The way I understand it, the guidelines set forth by the Stay at Home Order will be lifted to a certain extent. Businesses are expected to follow certain guidelines to ensure the healthy and safety of their customers and employees. However, there is no restriction on the size of social gatherings although the 6-foot social distancing practice is still being encouraged.

For small business owners, I’m happy for them. Especially the ones that have been completely closed for the past four weeks.

For those who have felt any personal strain of the Stay at Home Order, I’m hopeful they will find some relief, too.

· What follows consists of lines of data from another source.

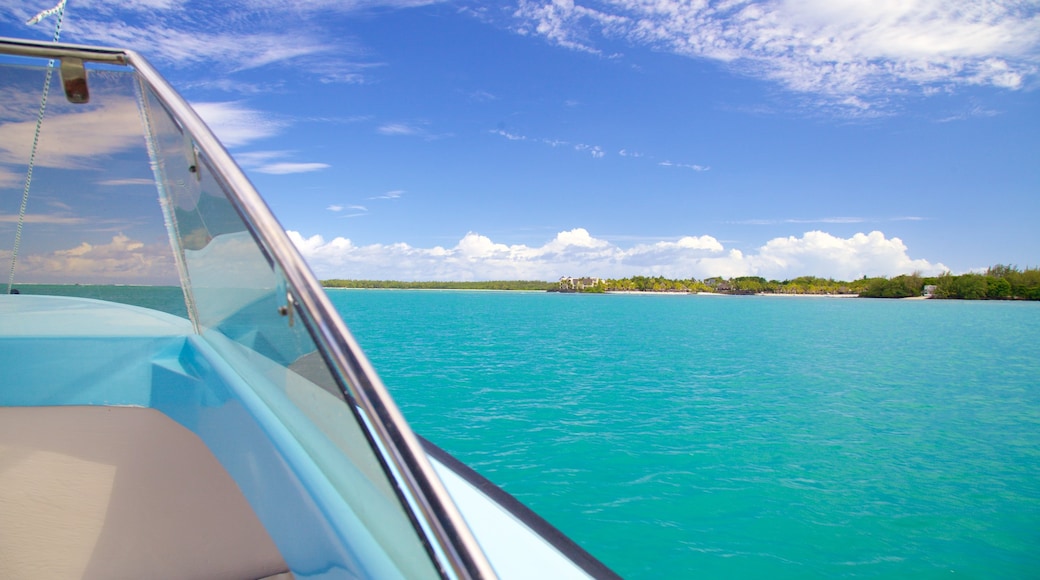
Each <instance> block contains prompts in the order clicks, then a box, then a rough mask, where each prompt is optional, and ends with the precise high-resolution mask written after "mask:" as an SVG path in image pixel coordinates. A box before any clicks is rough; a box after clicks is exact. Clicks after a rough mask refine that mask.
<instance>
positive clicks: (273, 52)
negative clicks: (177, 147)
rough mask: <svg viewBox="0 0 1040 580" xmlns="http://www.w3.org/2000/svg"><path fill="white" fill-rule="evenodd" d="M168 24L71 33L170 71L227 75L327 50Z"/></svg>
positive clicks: (299, 35)
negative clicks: (221, 68) (211, 73)
mask: <svg viewBox="0 0 1040 580" xmlns="http://www.w3.org/2000/svg"><path fill="white" fill-rule="evenodd" d="M171 25H172V23H171V22H170V21H168V20H167V21H163V22H159V23H155V24H149V25H147V26H133V25H130V24H127V23H126V22H124V21H120V20H89V19H80V20H79V21H78V22H75V23H74V24H73V25H72V26H71V27H70V28H71V29H72V30H71V31H72V32H74V33H75V34H76V35H77V37H82V38H85V39H87V41H89V42H92V43H98V44H102V45H108V46H119V47H127V48H133V49H137V50H140V51H142V52H144V53H145V54H147V55H148V56H149V57H150V58H153V59H156V60H159V61H161V62H165V63H168V64H172V65H174V67H189V65H194V64H200V63H209V64H210V65H212V64H213V63H218V64H219V65H222V67H225V68H227V69H231V70H248V69H256V68H259V67H263V65H266V64H271V63H277V62H286V61H290V60H293V59H295V58H298V57H302V56H308V55H319V54H323V53H328V52H330V51H331V47H330V46H329V45H327V44H322V43H320V42H319V41H318V39H317V38H314V37H312V36H309V35H306V34H291V33H283V32H252V33H234V32H230V31H227V30H222V31H216V32H207V31H203V30H199V29H189V28H186V27H185V28H183V29H178V28H177V27H176V26H171Z"/></svg>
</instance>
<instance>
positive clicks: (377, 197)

As for me, my anxiety is back and I am dreading May 4th.

Believe me when I say I am ready to be able to see and hug my parents. To have a glass of wine (or three) with my friends in person. To go to the grocery store without wearing a mask or fearing I’m going to infect my family despite my best efforts to sanitize everything before it goes into the house.

Today I have cried as I’ve grieved not getting to hug my parents when they came to visit us through the window and bring the kids cookies.

I’ve cried because I’m scared this virus is going to come back if businesses don’t adhere to the guidelines for keeping their customers and employees safe. If people don’t continue to practice social distancing as they are being encouraged to do.

I’ve cried because I miss my family. I miss my friends. I miss my students. I miss my work family.

But I also know that for my family, we have to continue staying home. We have to continue doing everything we can to stay healthy.

As I wrote before, Moses is considered high-risk not so much because he has Down syndrome but because of his history of respiratory complications. If RSV, a common cold for most people, could put him in the hospital requiring oxygen less than 5 months ago, I don’t want to know what COVID-19 could do to him. But I do know that I never want to have to relive watching him be kept alive by a ventilator, which is what I had to do for 6 excruciating days when he was just 3 months old. And which is what could very well be what would have to happen again if he had complications from COVID-19. Trust me when I say that if you’ve never sat by the hospital bed where someone you loved more than life itself was laying, watched the monitor, and prayed that their oxygen level stayed above 90 so that the alarm wouldn’t go off again, it’s not something you ever want to do.

It’s not just Moses that I want to keep safe, though. Over the last month, I’ve read stories about seemingly healthy children and adults in their 20s, 30s, and 40s who have fallen victim to this relentless and unforgiving virus. So while Josie, Tyson, and I are not considered to be in the “at-risk” population, it doesn’t magically grant us immunity from the virus and it’s possible ramifications.

There’s a sign in my in-law’s cabin at the lake that says “Trust God but don’t stand up in a small boat.” I fully trust that God is watching over my family and hears my prayers to continue letting us stay healthy. But when tomorrow comes and others open their doors and go back to “normal”, we’re going to go ahead and sit tight at home a little while longer.